Still, I’d grown fond of them over the years, and have decided to give this popular family dinner a healthy makeover. My Low Calorie Sloppy Joe Recipe is even more delicious than the canned version, but it’s also a LOT healthier. Much less fat and sodium, and a lot more fiber, protein and fresh vegetables.

I served it on a ciabatta roll, which are generally lighter and less dense than regular rolls. It tasted incredible, and each sandwich was just 7 Points. I served my kids the sloppy joe on mini whole wheat sliders and they LOVED it. So now I can feel good about making sloppy joes a regular meal in our house.


Low Calorie Sloppy Joe

This slimmed down version of a popular comfort food is perfect for a healthy weeknight dinner. It’s easy, delicious and a lot more nutritious than the kind you ate as a kid.


  • 1 lb extra lean ground beef (96%lean/4%fat)
  • 6 low calorie bread rolls, toasted (I used Trader Joe’s Ciabatta Rolls)
  • 1 28 oz can diced tomatoes
  • 1 small onion, diced
  • 1 small red bell pepper, finely chopped
  • 3 cloves garlic, minced
  • 1 tbsp steak seasoning blend
  • 1 tbsp Worcestershire sauce
  • 1 tbsp red wine vinegar
  • 1/4 cup ketchup
  • 2 tbsp tomato paste
  • 1/2 tsp black pepper


  1. Spray a large, nonstick skillet with non-fat cooking spray and set over medium high heat.
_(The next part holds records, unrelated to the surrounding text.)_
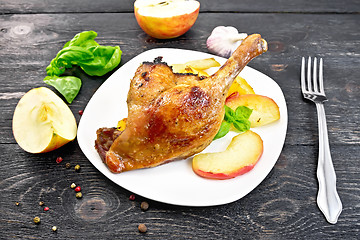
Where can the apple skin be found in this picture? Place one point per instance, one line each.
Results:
(265, 109)
(168, 27)
(240, 157)
(42, 122)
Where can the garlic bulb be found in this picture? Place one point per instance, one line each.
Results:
(223, 41)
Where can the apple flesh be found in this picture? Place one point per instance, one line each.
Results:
(164, 19)
(242, 154)
(265, 109)
(42, 121)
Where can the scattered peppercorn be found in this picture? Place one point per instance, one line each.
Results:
(77, 168)
(36, 220)
(142, 228)
(144, 206)
(59, 159)
(132, 197)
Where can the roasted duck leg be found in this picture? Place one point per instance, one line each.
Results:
(172, 116)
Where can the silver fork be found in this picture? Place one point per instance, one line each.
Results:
(313, 89)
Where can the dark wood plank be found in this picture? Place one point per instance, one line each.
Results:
(83, 6)
(283, 206)
(288, 41)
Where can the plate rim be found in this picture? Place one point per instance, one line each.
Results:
(113, 177)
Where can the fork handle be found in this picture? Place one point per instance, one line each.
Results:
(327, 199)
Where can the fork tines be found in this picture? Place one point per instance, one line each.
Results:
(313, 84)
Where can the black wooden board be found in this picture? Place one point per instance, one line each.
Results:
(283, 206)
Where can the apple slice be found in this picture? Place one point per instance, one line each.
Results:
(265, 109)
(243, 152)
(42, 122)
(164, 19)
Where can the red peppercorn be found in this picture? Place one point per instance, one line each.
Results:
(132, 197)
(59, 160)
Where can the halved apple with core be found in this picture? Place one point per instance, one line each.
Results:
(265, 109)
(164, 19)
(42, 122)
(240, 157)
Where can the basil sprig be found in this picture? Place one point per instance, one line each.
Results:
(84, 51)
(238, 118)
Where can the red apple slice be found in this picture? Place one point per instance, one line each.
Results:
(265, 109)
(240, 157)
(164, 19)
(42, 121)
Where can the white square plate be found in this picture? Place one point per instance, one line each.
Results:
(175, 182)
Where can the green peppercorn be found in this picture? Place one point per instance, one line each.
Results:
(36, 220)
(79, 195)
(77, 168)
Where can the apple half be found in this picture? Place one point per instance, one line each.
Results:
(265, 109)
(164, 19)
(42, 121)
(242, 154)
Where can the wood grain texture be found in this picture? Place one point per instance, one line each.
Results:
(86, 6)
(283, 206)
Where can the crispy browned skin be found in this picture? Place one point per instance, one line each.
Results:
(174, 116)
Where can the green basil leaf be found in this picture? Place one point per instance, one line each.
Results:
(106, 58)
(84, 39)
(67, 57)
(68, 86)
(224, 129)
(229, 114)
(85, 52)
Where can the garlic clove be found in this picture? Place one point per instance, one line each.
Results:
(223, 41)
Add in onions and garlic and sauté until just becoming tender, about 3 minutes.
  2. Add in the ground beef, steak seasoning and pepper, and cook, while breaking apart, until meat is cooked through browned.
  3. Add in bell peppers, vinegar and Worcestershire sauce and reduce heat to medium. Cook for another 5 minutes.
  4. Stir in diced tomatoes, ketchup and tomato paste. Cook for another 5-8 minutes.
  5. Using a large spoon, pile sloppy joe meat onto bun bottoms and cover with bun tops

Preparation time: 15 minute(s)

Cooking time: 15 minute(s)

Diet tags: Low calorie, Reduced fat, High protein

Number of servings (yield): 6

Culinary tradition: USA (Traditional)

Entire recipe makes 6 servings
Serving size is 1 Sloppy Joe sandwich
Each serving = 7 Points

PER SERVING: 286 calories; 3g fat; 40g carbohydrates; 22g protein; 3g fiber


  1. cook meat put all ingredients in crock pot for 5-6hrs on low. I use ground yurkey

  2. This was pretty good, although my kids found it to be too vinegary for their tastes. The next time I make it I will try to scale back on the vinegar or leave it out.
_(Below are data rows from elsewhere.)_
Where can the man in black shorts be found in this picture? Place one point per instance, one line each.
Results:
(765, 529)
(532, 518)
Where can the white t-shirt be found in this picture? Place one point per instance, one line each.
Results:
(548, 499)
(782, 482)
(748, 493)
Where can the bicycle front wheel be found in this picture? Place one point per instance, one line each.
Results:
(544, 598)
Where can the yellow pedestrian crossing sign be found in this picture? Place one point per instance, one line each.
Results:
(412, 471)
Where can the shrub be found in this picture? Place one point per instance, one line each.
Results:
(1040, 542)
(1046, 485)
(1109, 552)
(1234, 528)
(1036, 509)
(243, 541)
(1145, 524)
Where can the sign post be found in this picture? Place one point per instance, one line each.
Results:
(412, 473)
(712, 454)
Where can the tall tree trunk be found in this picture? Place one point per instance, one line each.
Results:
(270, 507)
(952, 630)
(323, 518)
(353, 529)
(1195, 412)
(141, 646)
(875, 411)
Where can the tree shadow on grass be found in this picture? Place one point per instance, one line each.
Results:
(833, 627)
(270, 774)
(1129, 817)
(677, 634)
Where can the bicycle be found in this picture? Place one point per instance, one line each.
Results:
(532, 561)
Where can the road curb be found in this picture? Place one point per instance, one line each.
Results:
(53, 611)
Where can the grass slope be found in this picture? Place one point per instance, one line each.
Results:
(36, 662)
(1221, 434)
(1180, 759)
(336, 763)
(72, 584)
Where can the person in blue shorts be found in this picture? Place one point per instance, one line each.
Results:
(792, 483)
    Also, for those of you asking about points values without the bread, I calculated it to be a little over 3 points per serving. And a serving is an awful lot, especially if you are serving over little sweet Hawaiian rolls like I do.
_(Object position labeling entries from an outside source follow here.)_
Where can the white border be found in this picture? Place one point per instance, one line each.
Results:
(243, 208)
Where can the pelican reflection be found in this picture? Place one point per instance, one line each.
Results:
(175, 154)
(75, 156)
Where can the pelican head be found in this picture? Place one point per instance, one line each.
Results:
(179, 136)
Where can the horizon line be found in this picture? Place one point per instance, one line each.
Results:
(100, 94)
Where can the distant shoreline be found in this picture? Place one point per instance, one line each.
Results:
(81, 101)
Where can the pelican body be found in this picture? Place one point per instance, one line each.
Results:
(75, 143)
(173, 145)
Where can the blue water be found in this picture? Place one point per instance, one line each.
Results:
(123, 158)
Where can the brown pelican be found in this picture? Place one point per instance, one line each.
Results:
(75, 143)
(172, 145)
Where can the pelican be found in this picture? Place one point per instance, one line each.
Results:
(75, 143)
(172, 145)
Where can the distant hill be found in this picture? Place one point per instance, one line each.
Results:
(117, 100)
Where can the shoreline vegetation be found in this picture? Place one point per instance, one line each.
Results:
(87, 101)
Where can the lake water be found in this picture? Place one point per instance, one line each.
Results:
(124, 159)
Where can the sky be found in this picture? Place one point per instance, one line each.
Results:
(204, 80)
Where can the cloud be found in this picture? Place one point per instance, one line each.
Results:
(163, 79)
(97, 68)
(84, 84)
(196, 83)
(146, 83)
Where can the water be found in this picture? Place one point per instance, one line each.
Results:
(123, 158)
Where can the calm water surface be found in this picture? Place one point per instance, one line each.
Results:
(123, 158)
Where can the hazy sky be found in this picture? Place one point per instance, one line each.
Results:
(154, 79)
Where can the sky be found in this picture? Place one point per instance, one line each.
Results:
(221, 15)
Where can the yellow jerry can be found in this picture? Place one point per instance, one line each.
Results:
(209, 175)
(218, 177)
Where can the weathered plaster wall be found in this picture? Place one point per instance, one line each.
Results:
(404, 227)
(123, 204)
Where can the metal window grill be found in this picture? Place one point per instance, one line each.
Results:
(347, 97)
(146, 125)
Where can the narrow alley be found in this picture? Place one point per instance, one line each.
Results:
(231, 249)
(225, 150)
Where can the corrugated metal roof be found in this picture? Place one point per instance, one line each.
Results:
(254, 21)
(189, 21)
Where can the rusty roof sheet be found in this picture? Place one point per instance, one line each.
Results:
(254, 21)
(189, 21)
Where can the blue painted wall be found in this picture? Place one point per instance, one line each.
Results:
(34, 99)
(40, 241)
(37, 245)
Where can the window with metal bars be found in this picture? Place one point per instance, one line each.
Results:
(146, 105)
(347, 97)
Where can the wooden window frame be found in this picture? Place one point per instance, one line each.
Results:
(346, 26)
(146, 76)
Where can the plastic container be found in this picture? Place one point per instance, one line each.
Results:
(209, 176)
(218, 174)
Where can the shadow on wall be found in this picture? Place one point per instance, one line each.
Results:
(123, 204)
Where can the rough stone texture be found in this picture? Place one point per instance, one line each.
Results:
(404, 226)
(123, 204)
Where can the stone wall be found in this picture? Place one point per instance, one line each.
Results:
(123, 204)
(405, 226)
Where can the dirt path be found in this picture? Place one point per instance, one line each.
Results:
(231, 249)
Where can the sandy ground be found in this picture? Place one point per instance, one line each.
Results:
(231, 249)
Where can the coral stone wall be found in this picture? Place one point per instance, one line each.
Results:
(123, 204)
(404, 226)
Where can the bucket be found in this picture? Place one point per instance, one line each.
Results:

  3. Can you tell me how many points are just in the sloppy joe sauce without the bread? I ask because we dont have stuff like Trader Joe over in Ireland so I need to calculate the bread separately. Thanks so much, this looks like it will hit the spot for sure (I miss home so much sometimes). Oh, and can I say (with the help of your site that has such lovely recipes) I have lost about 35 lbs and reached my goal. Keep posting, I love your site! :D

  4. Mary Reilley Clark

    Oops, I just posted as my daughter! Although she likes Quorn, too:)

  5. cari cakes

    Have you ever tried Quorn? It’s a mushroom based protein. I like the crumbles in things like this, because my husband who hates mushrooms can’t taste the difference:) I not going to WW now so I don’t know how to calculate points, but 2/3 of a cup is 90 calories, has 2 grams fat, 5 grams fiber and 13 grams protein. I use it in spaghetti sauce, too. Can’t wait to try this recipe!

    • laaloosh

      Yes! I LOVE Quorn! I buy their “chicken” nuggets for my son to take to school for lunch. They are delicious. :)

  6. About how many calories for the bun? That’s included in your total right?